柔らかな赤身のピエモンテ牛の最高峰。繁殖から精肉販売まで手掛ける一家の話

Vol.86 ピエモンテ州の肥育牛農家兼精肉店

2026.08.27

柔らかな赤身のピエモンテ牛の最高峰。繁殖から精肉販売まで手掛ける一家の話

text by Paolo Massobrio / translation by Motoko Iwasaki

連載:イタリア20州旨いもの案内

夕方、仕事を終えて自宅のあるモンフェッラートの丘に向かって車を走らせながら薄暗くなってきた空を見上げる。気持ちが高揚するのを覚える。ピエモンテに生まれた20世紀の文豪チェーザレ・パヴェーゼが、「丘は他の場所とは違う。そこに在るもの、そこでの暮らしそのものが地形へと変化したものだ」と言った気持ちがよくわかる。

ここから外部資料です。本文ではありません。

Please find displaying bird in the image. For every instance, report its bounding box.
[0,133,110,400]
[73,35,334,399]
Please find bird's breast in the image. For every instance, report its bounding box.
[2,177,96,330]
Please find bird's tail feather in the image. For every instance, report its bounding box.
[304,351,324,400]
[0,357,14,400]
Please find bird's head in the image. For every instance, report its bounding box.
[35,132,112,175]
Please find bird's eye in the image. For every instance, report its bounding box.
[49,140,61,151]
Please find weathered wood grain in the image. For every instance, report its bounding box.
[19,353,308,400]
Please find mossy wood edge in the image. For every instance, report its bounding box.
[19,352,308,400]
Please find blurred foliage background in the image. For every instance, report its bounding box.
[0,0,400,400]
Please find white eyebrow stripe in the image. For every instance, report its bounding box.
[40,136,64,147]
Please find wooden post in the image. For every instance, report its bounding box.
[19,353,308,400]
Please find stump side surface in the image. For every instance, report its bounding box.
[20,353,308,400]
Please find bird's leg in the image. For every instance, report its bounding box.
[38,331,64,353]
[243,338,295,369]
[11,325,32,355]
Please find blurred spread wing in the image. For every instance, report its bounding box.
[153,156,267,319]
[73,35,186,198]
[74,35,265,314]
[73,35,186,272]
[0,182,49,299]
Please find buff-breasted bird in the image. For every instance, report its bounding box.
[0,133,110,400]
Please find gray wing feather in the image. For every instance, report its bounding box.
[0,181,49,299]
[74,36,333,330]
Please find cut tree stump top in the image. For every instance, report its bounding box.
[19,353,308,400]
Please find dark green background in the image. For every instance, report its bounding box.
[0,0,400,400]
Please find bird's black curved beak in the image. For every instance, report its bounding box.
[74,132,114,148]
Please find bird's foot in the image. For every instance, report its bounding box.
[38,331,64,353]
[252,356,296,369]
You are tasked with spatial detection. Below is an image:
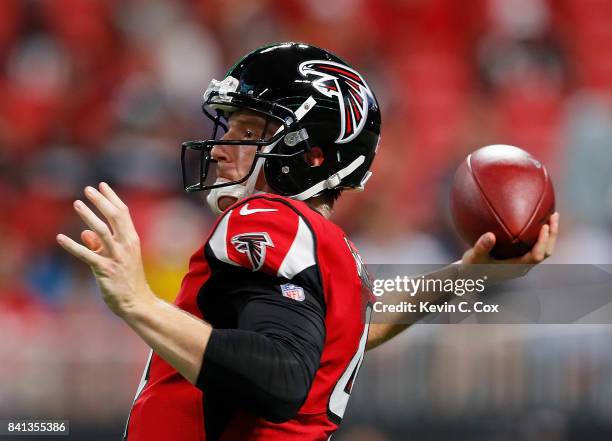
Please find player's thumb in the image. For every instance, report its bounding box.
[474,233,495,257]
[81,230,102,252]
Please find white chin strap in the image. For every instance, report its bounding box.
[206,179,251,215]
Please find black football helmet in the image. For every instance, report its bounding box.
[181,43,381,200]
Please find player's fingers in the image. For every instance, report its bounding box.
[474,233,495,259]
[98,182,127,209]
[546,212,560,257]
[98,182,136,234]
[85,187,130,239]
[56,234,103,268]
[81,230,102,253]
[74,200,115,253]
[524,225,550,263]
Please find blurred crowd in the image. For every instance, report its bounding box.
[0,0,612,440]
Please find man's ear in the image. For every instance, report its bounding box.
[304,146,325,167]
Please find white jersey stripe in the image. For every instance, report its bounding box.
[277,216,316,279]
[208,210,240,266]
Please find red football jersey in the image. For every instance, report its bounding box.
[126,194,371,441]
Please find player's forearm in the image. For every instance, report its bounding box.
[366,262,459,350]
[123,297,212,384]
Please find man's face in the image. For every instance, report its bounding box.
[211,110,280,210]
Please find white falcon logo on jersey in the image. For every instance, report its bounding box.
[299,60,373,144]
[232,233,274,271]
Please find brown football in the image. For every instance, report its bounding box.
[451,144,555,259]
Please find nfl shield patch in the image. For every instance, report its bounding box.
[281,283,306,302]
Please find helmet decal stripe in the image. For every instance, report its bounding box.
[298,60,373,144]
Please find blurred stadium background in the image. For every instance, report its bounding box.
[0,0,612,441]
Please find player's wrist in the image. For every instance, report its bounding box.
[115,285,161,321]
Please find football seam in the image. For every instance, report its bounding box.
[517,165,549,240]
[467,154,517,243]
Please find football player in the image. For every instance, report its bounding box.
[57,43,555,441]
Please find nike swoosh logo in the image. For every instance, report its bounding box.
[240,203,278,216]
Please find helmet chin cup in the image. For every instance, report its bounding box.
[206,181,250,215]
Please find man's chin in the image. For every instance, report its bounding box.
[217,196,238,211]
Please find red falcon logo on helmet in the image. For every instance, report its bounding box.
[232,233,274,271]
[299,60,372,144]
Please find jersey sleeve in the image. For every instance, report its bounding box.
[196,262,326,422]
[207,196,317,280]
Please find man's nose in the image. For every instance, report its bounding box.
[210,134,231,162]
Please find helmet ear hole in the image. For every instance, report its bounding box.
[304,146,325,167]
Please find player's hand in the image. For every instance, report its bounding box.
[57,183,155,316]
[461,213,559,281]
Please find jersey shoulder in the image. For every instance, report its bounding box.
[206,195,317,279]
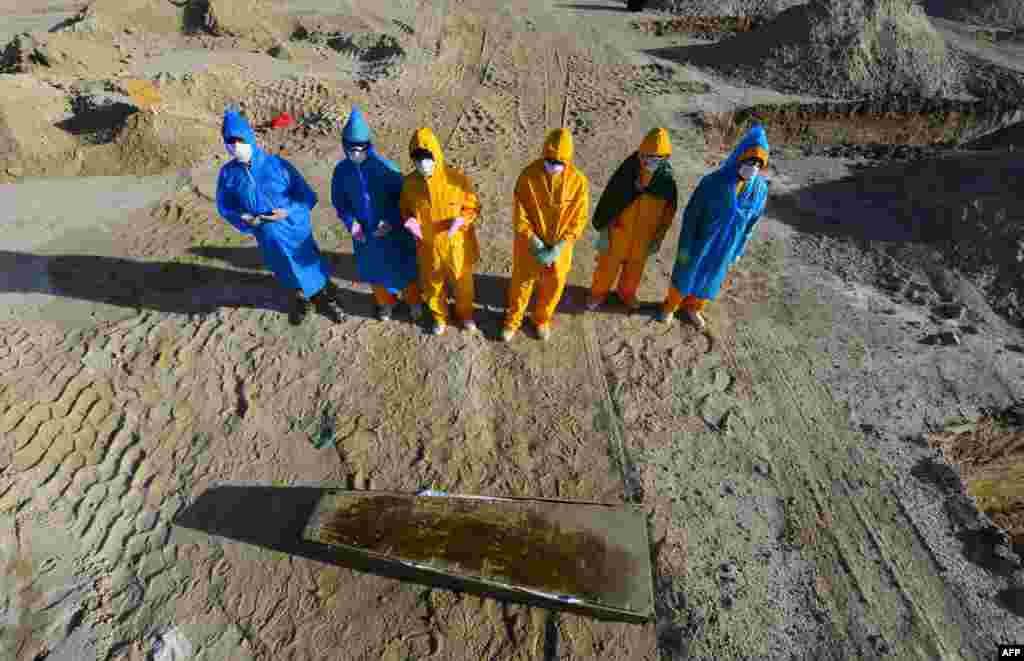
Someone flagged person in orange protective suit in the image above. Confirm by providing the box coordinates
[502,129,590,342]
[587,129,679,310]
[398,129,480,335]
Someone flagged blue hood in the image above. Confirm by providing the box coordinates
[341,105,373,144]
[220,111,256,145]
[719,124,771,173]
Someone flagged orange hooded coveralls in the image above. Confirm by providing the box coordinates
[398,129,480,324]
[505,129,590,331]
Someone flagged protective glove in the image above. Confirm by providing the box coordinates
[529,234,548,262]
[449,216,466,238]
[241,214,263,228]
[537,241,565,266]
[402,216,423,240]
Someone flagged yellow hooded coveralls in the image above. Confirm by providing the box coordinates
[398,129,480,324]
[505,129,590,331]
[590,129,678,305]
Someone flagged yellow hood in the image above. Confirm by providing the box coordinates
[544,129,572,164]
[639,129,672,157]
[409,129,444,172]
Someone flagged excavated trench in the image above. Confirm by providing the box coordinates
[690,99,1024,158]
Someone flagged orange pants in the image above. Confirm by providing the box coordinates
[590,254,647,303]
[373,281,423,306]
[662,287,709,314]
[505,268,568,331]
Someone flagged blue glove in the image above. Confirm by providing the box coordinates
[537,241,565,266]
[529,234,548,263]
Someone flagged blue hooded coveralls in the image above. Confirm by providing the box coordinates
[217,111,331,299]
[331,107,419,295]
[672,125,769,300]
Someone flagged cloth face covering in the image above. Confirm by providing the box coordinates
[346,147,367,165]
[544,160,565,174]
[640,157,665,172]
[416,159,434,177]
[227,142,253,163]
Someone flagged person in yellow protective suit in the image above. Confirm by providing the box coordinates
[502,129,590,342]
[398,129,480,335]
[587,129,679,310]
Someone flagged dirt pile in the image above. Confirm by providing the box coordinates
[0,76,79,180]
[63,0,196,34]
[647,0,807,17]
[204,0,291,47]
[0,32,122,78]
[631,16,761,40]
[698,97,1024,150]
[82,112,223,176]
[925,0,1024,30]
[684,0,961,98]
[928,405,1024,553]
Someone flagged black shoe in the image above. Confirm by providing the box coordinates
[312,291,341,323]
[288,296,309,326]
[324,280,341,308]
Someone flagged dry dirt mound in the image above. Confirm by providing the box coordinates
[0,32,123,78]
[679,0,961,98]
[59,0,196,34]
[0,76,79,180]
[698,97,1024,150]
[646,0,807,17]
[925,0,1024,30]
[62,0,290,44]
[205,0,291,45]
[82,112,223,176]
[928,405,1024,553]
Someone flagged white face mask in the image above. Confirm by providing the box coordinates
[640,158,663,172]
[227,142,253,164]
[416,159,434,177]
[544,162,565,175]
[739,165,761,181]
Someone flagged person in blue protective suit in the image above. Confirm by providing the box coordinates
[331,107,423,320]
[217,104,341,325]
[658,125,769,329]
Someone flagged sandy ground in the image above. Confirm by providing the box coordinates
[0,0,1024,661]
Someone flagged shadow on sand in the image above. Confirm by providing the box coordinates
[555,2,633,13]
[0,247,625,337]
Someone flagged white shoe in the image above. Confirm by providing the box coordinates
[686,310,708,331]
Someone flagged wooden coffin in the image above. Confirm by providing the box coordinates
[303,491,654,623]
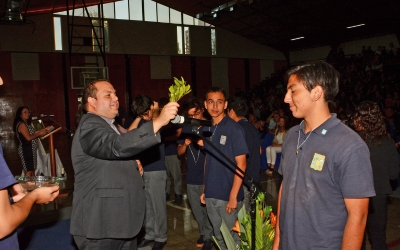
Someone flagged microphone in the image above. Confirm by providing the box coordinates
[171,115,212,127]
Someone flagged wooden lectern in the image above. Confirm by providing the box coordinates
[40,127,61,177]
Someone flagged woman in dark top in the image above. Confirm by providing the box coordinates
[354,101,399,250]
[13,106,50,176]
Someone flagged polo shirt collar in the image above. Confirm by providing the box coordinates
[213,114,231,126]
[296,113,341,136]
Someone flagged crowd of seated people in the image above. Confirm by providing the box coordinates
[235,43,400,172]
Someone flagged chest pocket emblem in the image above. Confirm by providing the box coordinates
[310,153,325,171]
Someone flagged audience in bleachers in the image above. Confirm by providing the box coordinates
[239,43,400,146]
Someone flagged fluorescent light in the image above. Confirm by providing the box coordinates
[347,23,365,29]
[290,36,304,41]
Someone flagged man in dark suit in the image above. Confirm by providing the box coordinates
[70,80,179,250]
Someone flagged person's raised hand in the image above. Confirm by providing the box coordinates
[11,183,26,202]
[29,185,60,204]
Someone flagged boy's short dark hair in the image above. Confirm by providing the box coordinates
[286,61,340,102]
[228,97,249,117]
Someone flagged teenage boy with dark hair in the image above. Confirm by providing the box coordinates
[200,87,248,249]
[273,61,375,250]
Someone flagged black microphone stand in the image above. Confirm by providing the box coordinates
[191,120,274,249]
[47,116,74,137]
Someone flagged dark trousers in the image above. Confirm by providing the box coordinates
[361,194,387,250]
[74,235,137,250]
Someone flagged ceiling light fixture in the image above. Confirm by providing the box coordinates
[347,23,365,29]
[290,36,304,41]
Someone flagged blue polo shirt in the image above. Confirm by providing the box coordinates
[204,115,249,201]
[177,126,205,185]
[238,119,261,188]
[279,114,375,249]
[0,144,19,250]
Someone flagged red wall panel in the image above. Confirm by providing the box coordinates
[130,55,172,101]
[228,58,246,96]
[196,57,212,100]
[249,60,261,89]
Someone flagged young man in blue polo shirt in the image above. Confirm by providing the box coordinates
[273,61,375,250]
[200,87,249,249]
[228,97,261,213]
[177,98,213,249]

イタリアには海岸を含まない州が5つあって、そのうちの一つがピエモンテだ。しかし、ピエモンテにおいては、自然の神秘である白トリュフに恵まれ、ブドウ畑から得られる旨いワインを生み出すこの延々と連なる丘陵地帯こそが大海原で、丘にまつわる様々な味覚はどれもがおとぎ話にも似たストーリーを持っている。


体重1000キロを超える肥育去勢牛の品評会

ピエモンテ牛の旨さだってそうだ。世界に知られる高級牛肉の一つで、中でも「ファッソーネ(アスティ県周辺では伝統的に「ファッソーナ」と呼ばれる)」と呼ばれる牛の発祥はこう語られる。

ピエモンテ牛

1800年代後半にグヮレーネ・ダルバ(Guarene d’Alba)という村の農家で、並外れて素晴らしい肉付きの子牛が生まれ落ちた。その肉付きの良さは実は突然変異によるもので、各部位の筋肉のサイズが平均を大きく上回り、丸みがあった。筋繊維の数が多く、かつ細いというこの子牛の特徴を、交配と選別を繰り返して後裔に受け継がせ、ファッソーネならではの赤身の柔らかい肉質が生まれた。

ファッソーネの生肉

ファッソーネは脂肪分が少なく、牛肉特有の脂っぽさが口に残らない。ファッソーネの生肉を薄くスライスし、塩、コショウにオリーブオイル、ニンニク、レモン汁を合わせてカルパッチョで食せば、その素晴らしさがよくわかる。しかも低脂肪が特徴ながら、2時間ほど茹でるとナイフがすっと入る柔らかさに、スジの部分もトロトロのゼラチン質になるが、同時に煮崩れもしない。

ピエモンテ牛の肥育

ピエモンテ牛の肥育では、集約型飼育は行われない。オスは去勢され、25~26カ月かけて飼育し600~700キロで出荷される。未経産牛も肥育には約2年をかける。そして、去勢された牛の中でも特に生育のよいものは、4~5年をかけて肥育し、体重1000キロを超える「ブエ(Bue)」として出荷される。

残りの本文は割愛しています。